On 21 Jun 2018, at 9:40, Shumon Huque wrote:

My goal is to ensure that when you receive a zone file -- however you
receive it (DNS, HTTPS, P2P file sharing, Avian Carrier) -- you get the
data that the zone publisher actually published.


I can't argue with that goal (and yes, you should probably clarify it in
the draft).

Fully agree. However, Duane's goal is only reachable if the zone is DNSSEC signed. Otherwise, an attacker can just change zone contents and the hash as well.

The question for me is what are the use cases for this protocol
enhancement, and is this the only way to satisfy those use cases?

Yes, the use cases are pretty central here. As we have discovered in the DOH WG, DNS folks can read a document and come away with quite different use cases from the authors *and* from each other, all the time thinking that their use case is obvious.

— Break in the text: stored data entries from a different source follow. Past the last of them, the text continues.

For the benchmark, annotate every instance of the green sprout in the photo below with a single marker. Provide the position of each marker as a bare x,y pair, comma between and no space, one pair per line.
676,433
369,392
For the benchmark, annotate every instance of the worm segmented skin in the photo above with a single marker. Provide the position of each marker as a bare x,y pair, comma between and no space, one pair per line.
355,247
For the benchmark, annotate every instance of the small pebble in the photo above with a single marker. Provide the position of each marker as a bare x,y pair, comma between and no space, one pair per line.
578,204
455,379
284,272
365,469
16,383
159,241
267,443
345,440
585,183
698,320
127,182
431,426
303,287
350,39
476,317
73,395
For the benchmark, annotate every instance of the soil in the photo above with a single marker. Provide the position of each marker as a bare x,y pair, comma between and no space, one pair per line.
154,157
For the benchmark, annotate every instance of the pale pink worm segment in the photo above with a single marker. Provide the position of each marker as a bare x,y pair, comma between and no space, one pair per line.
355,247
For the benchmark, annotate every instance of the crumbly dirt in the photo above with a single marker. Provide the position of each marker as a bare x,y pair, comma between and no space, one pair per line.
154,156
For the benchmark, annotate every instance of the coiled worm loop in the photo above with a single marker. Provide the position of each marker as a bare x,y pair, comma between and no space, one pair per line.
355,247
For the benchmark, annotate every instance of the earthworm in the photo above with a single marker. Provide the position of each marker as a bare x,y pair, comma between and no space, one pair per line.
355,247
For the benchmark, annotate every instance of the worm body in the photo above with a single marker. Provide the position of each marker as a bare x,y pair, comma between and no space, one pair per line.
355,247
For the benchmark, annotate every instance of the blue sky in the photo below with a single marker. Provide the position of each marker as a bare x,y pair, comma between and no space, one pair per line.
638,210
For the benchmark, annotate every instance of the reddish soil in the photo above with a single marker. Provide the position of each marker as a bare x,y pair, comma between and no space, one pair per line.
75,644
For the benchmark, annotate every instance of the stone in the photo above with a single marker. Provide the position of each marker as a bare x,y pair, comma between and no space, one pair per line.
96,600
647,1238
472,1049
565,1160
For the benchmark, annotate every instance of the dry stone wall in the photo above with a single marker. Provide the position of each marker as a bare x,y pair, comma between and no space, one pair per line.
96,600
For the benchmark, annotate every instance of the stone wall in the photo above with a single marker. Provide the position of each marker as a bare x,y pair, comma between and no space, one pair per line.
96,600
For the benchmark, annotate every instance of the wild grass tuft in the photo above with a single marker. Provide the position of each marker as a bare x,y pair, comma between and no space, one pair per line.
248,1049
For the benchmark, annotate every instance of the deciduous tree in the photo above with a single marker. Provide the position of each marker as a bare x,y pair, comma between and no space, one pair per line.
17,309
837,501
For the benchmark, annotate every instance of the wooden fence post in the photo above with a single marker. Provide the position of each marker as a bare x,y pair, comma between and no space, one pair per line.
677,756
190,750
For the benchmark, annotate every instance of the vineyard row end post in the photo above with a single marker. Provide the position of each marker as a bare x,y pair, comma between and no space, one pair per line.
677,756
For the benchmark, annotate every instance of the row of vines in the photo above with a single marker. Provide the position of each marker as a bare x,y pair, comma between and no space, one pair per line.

In my mind, the main compelling use case is secure distribution of the root
zone at scale to anyone on the Internet. For that, I'd bet that many
consumers would be quite okay with a channel security mechanism to a
"trusted" root zone operator, whatever that mechanism is (TSIG, SIG(0), TLS, HTTPS, etc) as long as it could be done efficiently and at scale. A
full zone signature from the zone publisher/signer is ultimately more
secure of course. But if the security model is satisfied by trust in RSOs,
then that isn't needed.

While "many" consumers think that is OK, some (very vocally) do not. Having a hash over the complete root zone, and having that recorded as part of the signed zone, should satisfy those that do not want a second trust anchor (that is, for the channel security).

The normal case of distributing a zone securely to all your authoritative
server operators, I believe, is adequately satisfied today by zone
transfers authenticated by pre-configured static TSIG keys provisioned
between the authorized parties. Do you see the full zone signature as a replacement for this scenario too? (There are many zones much larger and
more frequently updated than the root zone, for which I believe the
computational cost of this is too prohibitive).

As noted earlier, out of band verification of the full zone using an
integrated signature that does not rely on an external keying
infrastructure, is also a plausible use case. I'm just wondering if it has
a compelling need.

Anyway, not trying to derail this effort, just asking questions. On
balance, I think I support this draft.

I agree, as long as the use cases are made clear so that we can compare the solution against them.